Lasers normally emit light that is coherent, meaning that the waves they emit are identical in frequency and waveform. The light’s coherent nature makes it possible to send a narrow beam over extreme distances with very low noise. However, this also means that the laser only emits a single color of light at a time, which limits applications.
Supercontinuum lasers produce a continuous spectrum of color and can therefore appear white. Generating this wide bandwidth of colors has so far required a high peak power consumption (pulse energy). These lasers tend to be quite large and must be stabilized in a laboratory. They are also quite expensive. Though these lasers have found use in 3D imaging, for example, power efficiency and consumption of space have limited their applications.
(a) An illustration of the integrated waveguide structures. The darker region indicates the silicon nitride core, while the lighter region corresponds to the silicon oxide cladding. The length and width of the segments are not shown to scale. (b) Calculated dispersion profiles of the s-polarized mode versus wavelength for the AD segment of 1350-nm width (shown in red) and the ND segment of 650-nm width (shown in blue). The shaded region is the wavelength range where the sign of dispersion is inverted. (c) Dispersion profiles for p-polarizations, analogous to panel (b). (d) Illustration of the experimental setup. Courtesy of Advanced Photonics Research (2023). DOI: 10.1002/adpr.202200296.
To reduce the required pulse energy in their supercontinuum laser, the researchers used sign-alternating dispersion waveguides. These waveguides are designed to control the dispersion of light by alternately widening and narrowing the beam of light.

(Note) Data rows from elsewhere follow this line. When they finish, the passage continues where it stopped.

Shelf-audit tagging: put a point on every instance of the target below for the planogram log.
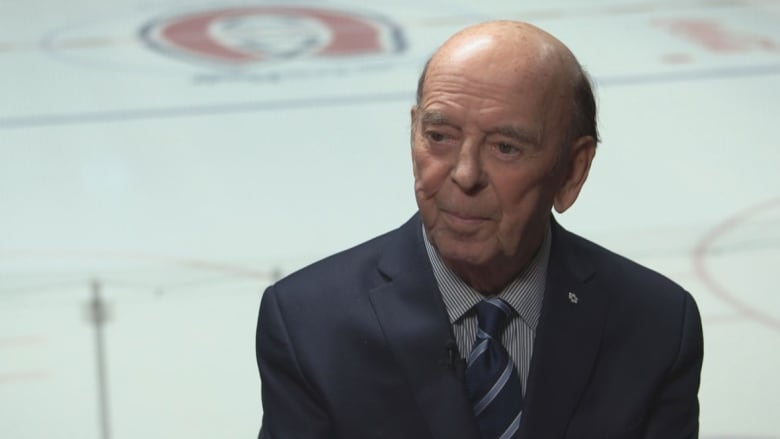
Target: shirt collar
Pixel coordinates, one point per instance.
(524, 294)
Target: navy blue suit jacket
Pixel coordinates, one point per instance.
(359, 346)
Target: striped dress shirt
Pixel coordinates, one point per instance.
(524, 294)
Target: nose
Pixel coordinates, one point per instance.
(467, 172)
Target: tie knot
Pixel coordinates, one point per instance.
(492, 315)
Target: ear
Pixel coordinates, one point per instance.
(412, 132)
(580, 157)
(413, 114)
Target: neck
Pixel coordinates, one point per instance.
(491, 278)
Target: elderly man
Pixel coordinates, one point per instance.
(481, 317)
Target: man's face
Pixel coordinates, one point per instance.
(486, 150)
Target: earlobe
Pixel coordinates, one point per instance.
(582, 152)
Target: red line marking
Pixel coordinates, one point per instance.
(701, 251)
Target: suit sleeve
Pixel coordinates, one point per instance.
(675, 414)
(291, 407)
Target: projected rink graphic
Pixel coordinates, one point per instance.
(182, 184)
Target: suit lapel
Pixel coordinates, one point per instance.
(567, 341)
(414, 321)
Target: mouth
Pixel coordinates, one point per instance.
(464, 218)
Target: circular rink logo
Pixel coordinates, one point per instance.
(244, 36)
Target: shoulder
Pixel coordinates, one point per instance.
(621, 275)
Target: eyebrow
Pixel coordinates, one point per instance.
(519, 134)
(435, 118)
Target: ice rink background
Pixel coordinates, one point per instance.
(184, 184)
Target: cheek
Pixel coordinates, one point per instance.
(429, 174)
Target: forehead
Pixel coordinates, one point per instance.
(508, 78)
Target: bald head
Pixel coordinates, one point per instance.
(522, 55)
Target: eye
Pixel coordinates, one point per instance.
(505, 148)
(435, 136)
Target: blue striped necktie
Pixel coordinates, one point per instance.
(492, 382)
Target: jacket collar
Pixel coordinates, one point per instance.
(413, 318)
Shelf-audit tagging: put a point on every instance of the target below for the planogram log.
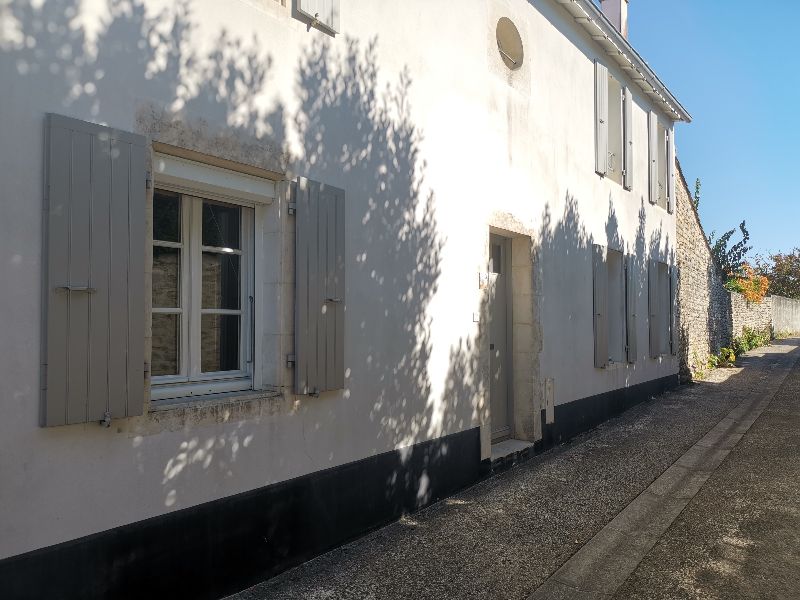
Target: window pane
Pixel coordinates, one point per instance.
(166, 277)
(221, 225)
(165, 344)
(220, 343)
(221, 280)
(166, 217)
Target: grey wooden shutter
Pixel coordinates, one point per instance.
(94, 319)
(601, 117)
(654, 308)
(319, 276)
(600, 278)
(652, 153)
(670, 171)
(630, 308)
(673, 316)
(326, 12)
(627, 126)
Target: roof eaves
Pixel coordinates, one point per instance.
(597, 25)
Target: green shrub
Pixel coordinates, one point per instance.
(727, 357)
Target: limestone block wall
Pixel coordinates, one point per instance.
(704, 305)
(709, 316)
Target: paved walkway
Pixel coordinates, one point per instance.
(693, 495)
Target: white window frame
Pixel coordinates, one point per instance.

In normal dispersion waveguides, the generation of frequencies in supercontinuum generation (SCG) works with the waveguide dispersion to accelerate the temporal broadening of the pulse in time, said first author Haider Zia. Therefore, in normal dispersion SCG, the pulse quickly loses peak power, and any further bandwidth generation ceases. In anomalous dispersion waveguides, the dispersion works to bring together the generated frequencies such that the pulse temporally compresses, raising its peak power and accelerating bandwidth generation.
However, Zia said, the pulse eventually shapes itself into a soliton where the nonlinear generation and dispersion work in opposition such that no new spectral generation can take place.
Anomalous dispersion SCG usually generates larger bandwidths than normal dispersion SCG, but the spectrum is more modulated. In both cases, spectral broadening stops after a certain propagation length in the waveguide.
The researchers alternated the waveguide dispersion such that when the peak power is lost in the normal dispersion segment, the pulse goes into an anomalous dispersion segment regaining the peak power. When the pulse begins to shape itself into a soliton, it is disrupted by going into the next normal dispersion segment.
“Therefore, the stagnation mechanism in both types of dispersion is overcome by sign-alternating the dispersion iteratively,” Zia told Photonics Media. “The result is an increased length of propagation, now only limited by propagation losses, where spectral generation can still happen, which then reduces the input power required.”
This approach also extends the bandwidth at the 1/e (approximately −4 dB) range as opposed to the −30 dB range that conventional SCG does, Zia said. The spectral power is then more balanced across the bandwidth, which is integral for high-quality optical devices or for pulse compression.
“Our waveguides have the world record 1/e bandwidth >500 nm at pulse energies starting at 9 pJ and pulse durations of 20 fs compressed from 200-fs input pulses,” Zia said. “They are all centered at the telecom wavelength of 1550 nm.”
The next step for the researchers is to design their waveguides to be integrated with chip-based pulsed laser diodes such that a truly integrated wide-bandwidth SCG system can be developed without the need for a small external laser. Already, Zia said, due to the quality of bandwidth generation as well as the reduction of power requirements from the waveguides, the technology can be used in portable optical devices that can use SCG with higher-end quality, such as 3D imaging devices.
The research was published in Advanced Photonics Research (www.doi.org/10.1002/adpr.202200296).